Salwig et al. (2021) present an original communication describing the application of light sheet microscopy for investigations of airway regeneration, focusing on epithelial Club cells in a lung injury model. They used an optimized solvent-based tissue clearing technique which preserved the mCherry fluorescence in their transgenic animals. Using the combined tissue clearing method together with light sheet microscopy imaging, they uncovered very interesting temporal and structural aspects of lung epithelial (Club cells) regeneration following toxin exposure. Mostaco-Guidolin et al. (2021) used 3D high-resolution confocal second harmonic generation imaging to investigate and compare collagen fiber organization in alveolar ducts from cleared healthy versus emphysematous mouse lungs. Using detailed image analysis, they found a loss of fibrillary collagen fibers, together with a disruption in the collagen organization in alveolar duct regions from the emphysematous animals.
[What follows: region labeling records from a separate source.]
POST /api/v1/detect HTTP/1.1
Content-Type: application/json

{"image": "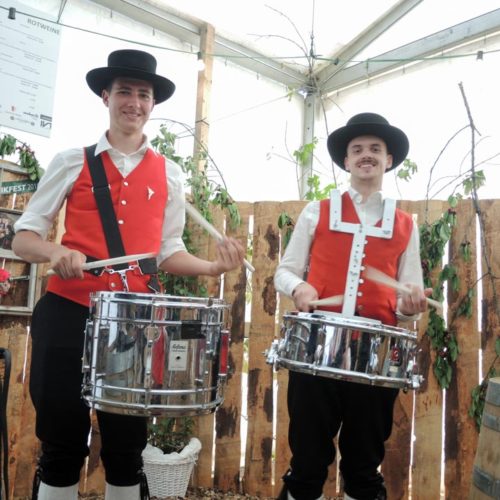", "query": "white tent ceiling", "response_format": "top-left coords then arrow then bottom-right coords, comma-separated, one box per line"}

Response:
0,0 -> 500,200
88,0 -> 500,93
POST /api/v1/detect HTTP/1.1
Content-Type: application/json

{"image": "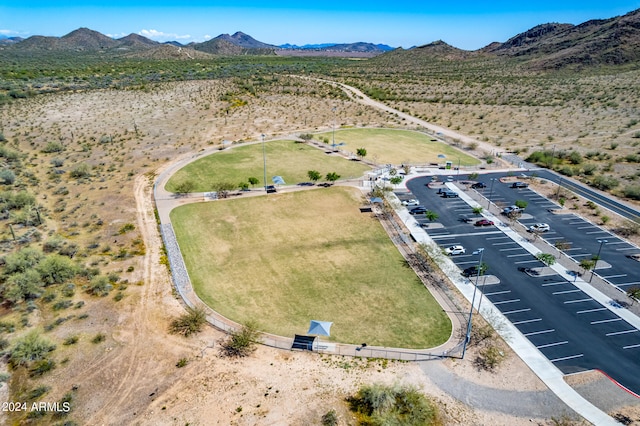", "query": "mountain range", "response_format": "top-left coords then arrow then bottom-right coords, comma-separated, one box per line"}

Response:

Bruno and Anathy (2021) provide an overview of the potential use of 3D imaging techniques, such as confocal microscopy and electron microscopy, to investigate the roles epithelial cell endoplasmic reticulum and mitochondria, and their interactions, may play in various lung diseases, including asthma, fibrosis, and infections. Cunniff et al. (2021) provide a brief “Perspective” on how the development of lung-derived organoids, and their 3D imaging may serve as a robust model for studying lung function and alterations in disease. For instance, high-throughput 3D imaging of cultured lung-derived organoids could be used to assess the effects of pharmacological agents on cancerous lung tissue. Finally, in this era of rapidly evolving machine learning image analysis routines, Masquelin et al. (2021) present an alternative convoluted neural network algorithm for screening computed tomography images of human lungs for identification of suspicious lung nodules. They describe the use of a discrete wavelet decomposition (DWT), which compared to the conventional convolutional neural network (CNN) requires the estimation of fewer parameters, reducing the potential of overfitting.
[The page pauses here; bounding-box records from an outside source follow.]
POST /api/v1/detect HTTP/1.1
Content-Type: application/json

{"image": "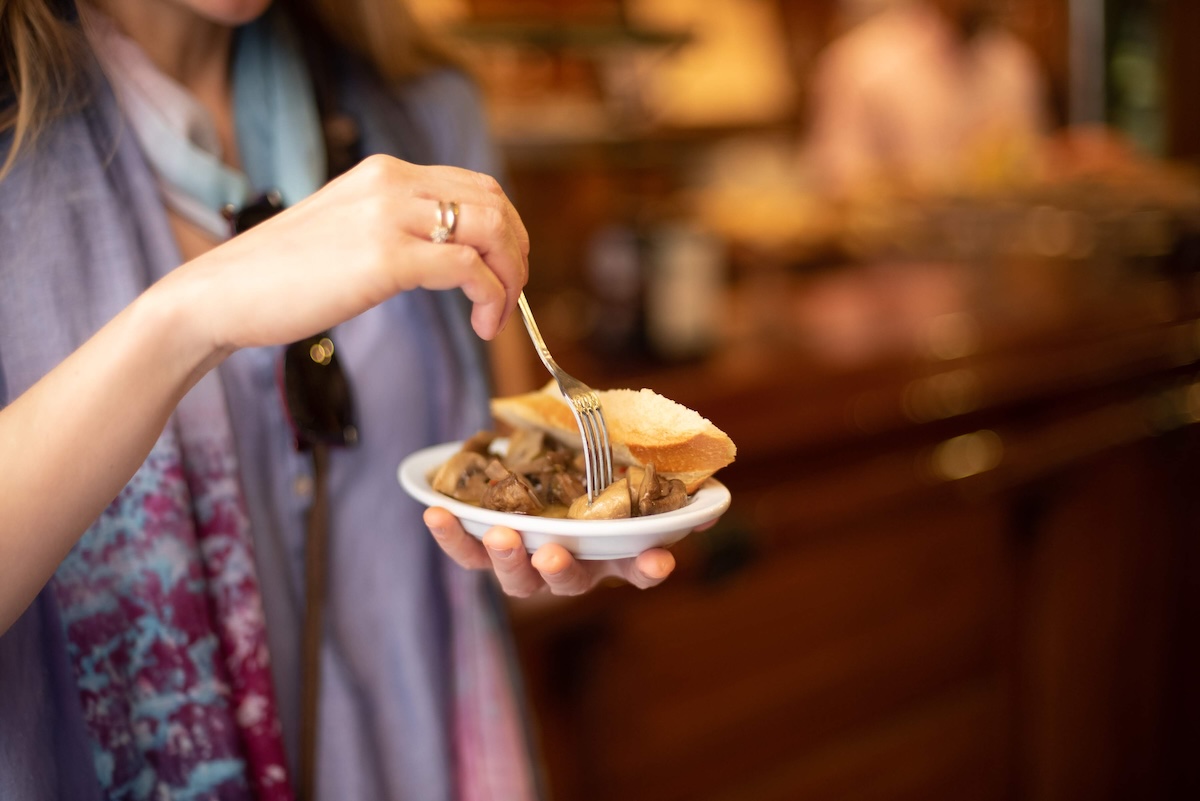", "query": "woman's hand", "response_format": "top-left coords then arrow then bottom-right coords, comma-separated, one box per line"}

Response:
425,506 -> 712,598
171,156 -> 529,353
As mentioned in the beginning of this editorial, the whole field of imaging-based pulmonary research would not be the same today without the pioneering work of Prof. Ewald Weibel who passed away on February 19, 2019, shortly before his 90th birthday. Many of the authors who contributed to this SI including ourselves had the luck to know him, discuss with him and to learn from him. Ewald Weibel kept up-to-date with the lung imaging field until his very last days and, for sure, he would have loved the idea of a special issue on 3D imaging of the lung. Therefore, as an expression of our respect and gratitude toward him, we would like to dedicate this special issue to him.

We hope you enjoy reading through this Special Issue, and that the diverse manuscripts will provide an appreciation and a representative cross-section of the state-of-the-art techniques in 3D imaging and analysis currently used in lung biology.